The Umbrella Academy ratings blow away the competition
By Dan Selcke
People watched more minutes of The Umbrella Academy after the second season came out than the next three highest-rated streaming shows combined:
Netflix had a hit with The Umbrella Academy debuted in 2019. The quirky series about a family of maladjusted superheroes was funny, different, and unpredictable, but things didn’t really take off until the second season landed at the tail end of July. That season raised the show’s profile considerably, and now, we know how much.
For decades, Nielsen Media Research has published the Nielsen ratings, the gold standard of what people are watching on TV and in what numbers. For most of its life, Nielsen has done this for broadcast and cable shows, but with streaming being the future of television, it’s recently gotten with the program and started publishing a weekly top ten list of streaming shows, telling us how many minutes people have spent watching various programs.
There are caveats: so far, the list only includes shows streaming on Netflix and Amazon, with other streaming services — Disney+, HBO Max, etc — to be added in the future. It also only covers viewership in the US and only counts views on TV sets, not on phones or tablets.
Still, even with those qualifications, the numbers for The Umbrella Academy are incredibly impressive. Here’s the first top 10 list, which covers streaming viewership for the week of August 3-9, right after the second season debuted:
- The Umbrella Academy, 3.01 billion minutes viewed
- Shameless, 1.13 billion
- Grey’s Anatomy, 918 million
- The Office, 897 million
- Criminal Minds, 697 million
- NCIS, 524 million
- In the Dark, 418 million
- Dexter, 316 million
- Supernatural, 315 million
- Parks and Recreation, 304 million
Yes, people watched 3.01 billion minutes of the first two seasons of The Umbrella Academy in that span of days alone, more than the next three items on the list combined. I’d say a third season is pretty well guaranteed.
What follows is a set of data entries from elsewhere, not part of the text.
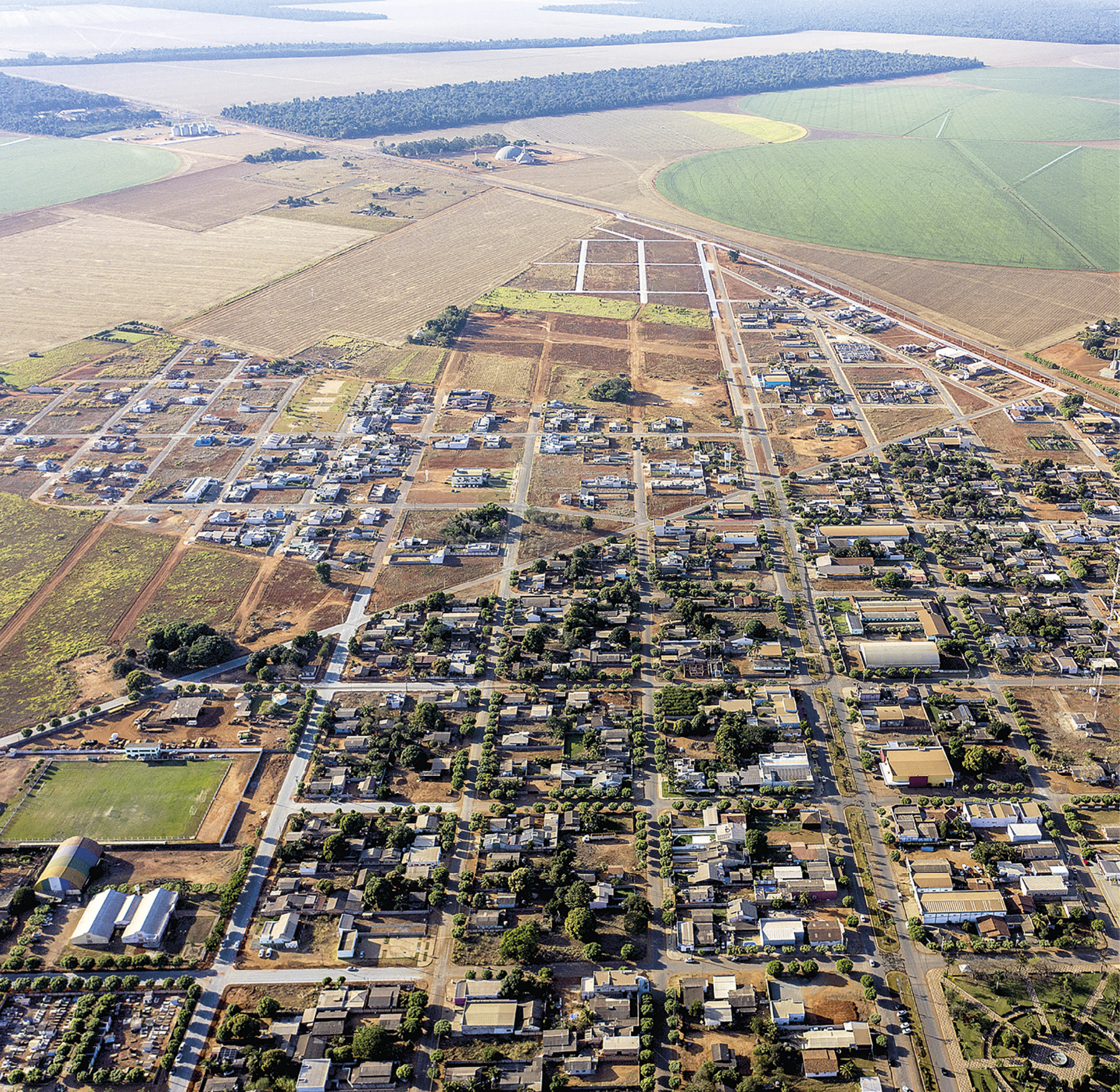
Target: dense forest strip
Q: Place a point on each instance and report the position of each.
(1022, 21)
(277, 50)
(386, 112)
(30, 106)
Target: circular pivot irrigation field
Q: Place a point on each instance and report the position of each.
(1009, 174)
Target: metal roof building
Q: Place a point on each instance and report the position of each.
(900, 655)
(151, 918)
(68, 870)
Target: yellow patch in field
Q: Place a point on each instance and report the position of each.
(765, 129)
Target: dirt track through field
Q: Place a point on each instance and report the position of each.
(24, 615)
(151, 590)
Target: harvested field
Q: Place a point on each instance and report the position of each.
(890, 425)
(36, 543)
(205, 586)
(398, 584)
(967, 401)
(504, 376)
(1007, 442)
(162, 274)
(34, 679)
(193, 202)
(590, 327)
(589, 357)
(390, 286)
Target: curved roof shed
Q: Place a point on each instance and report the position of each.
(68, 870)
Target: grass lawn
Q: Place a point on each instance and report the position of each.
(118, 800)
(520, 299)
(982, 1081)
(676, 316)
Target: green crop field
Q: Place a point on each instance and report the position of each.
(118, 801)
(992, 177)
(36, 172)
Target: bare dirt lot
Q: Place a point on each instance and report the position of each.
(1007, 442)
(890, 425)
(795, 438)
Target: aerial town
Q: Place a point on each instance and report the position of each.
(837, 631)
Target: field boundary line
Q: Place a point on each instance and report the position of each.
(1051, 164)
(25, 613)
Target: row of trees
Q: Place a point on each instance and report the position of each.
(347, 117)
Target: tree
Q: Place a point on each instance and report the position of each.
(613, 390)
(579, 924)
(372, 1042)
(239, 1029)
(520, 943)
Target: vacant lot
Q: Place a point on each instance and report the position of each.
(890, 425)
(391, 285)
(74, 620)
(319, 404)
(505, 376)
(398, 584)
(118, 801)
(1007, 442)
(36, 541)
(205, 586)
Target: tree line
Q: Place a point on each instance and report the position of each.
(32, 106)
(350, 117)
(1030, 21)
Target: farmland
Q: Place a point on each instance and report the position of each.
(118, 801)
(162, 274)
(388, 287)
(205, 586)
(74, 620)
(775, 190)
(42, 170)
(36, 541)
(765, 129)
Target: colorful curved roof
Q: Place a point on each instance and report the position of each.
(68, 870)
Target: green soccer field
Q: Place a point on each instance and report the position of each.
(991, 177)
(118, 801)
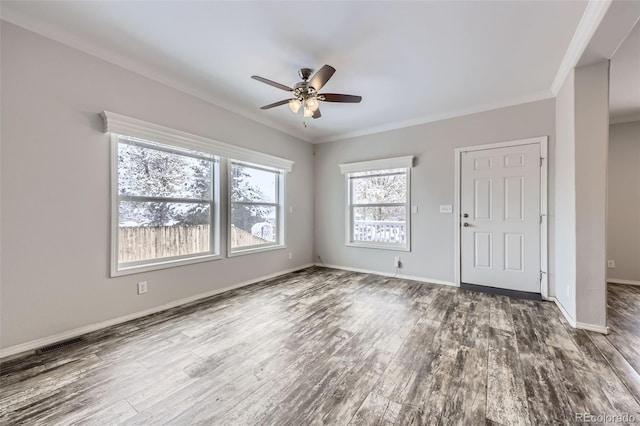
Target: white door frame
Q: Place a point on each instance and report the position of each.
(544, 174)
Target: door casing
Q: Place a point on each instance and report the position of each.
(543, 141)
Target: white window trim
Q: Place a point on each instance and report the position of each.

It’s also interesting to see that no Amazon shows made it onto the list; I wonder if things would have been different were other streaming services represented. Also, you’ll notice that The Umbrella Academy is the only Netflix Original Series on there. It’s pretty normal for the bulk of Netflix viewing to come from shows the service didn’t make itself but merely licensed, which is why the news of shows like The Office going to other streaming services is such a big deal (The Office will be on Peacock next year).
Speaking of things that alarm Netflix, the service has been known to complain about the Nielsen ratings because it doesn’t think they give the full picture, what with the caveats I mentioned earlier. But you know what? If Netflix wanted to publish all of its own viewership data, it could, but it chooses not to. And when it does, it pulls tricks like counting someone who watched a show or movie for just two minutes as a “view” of the entire thing, so I’m not inclined to take their concerns very seriously.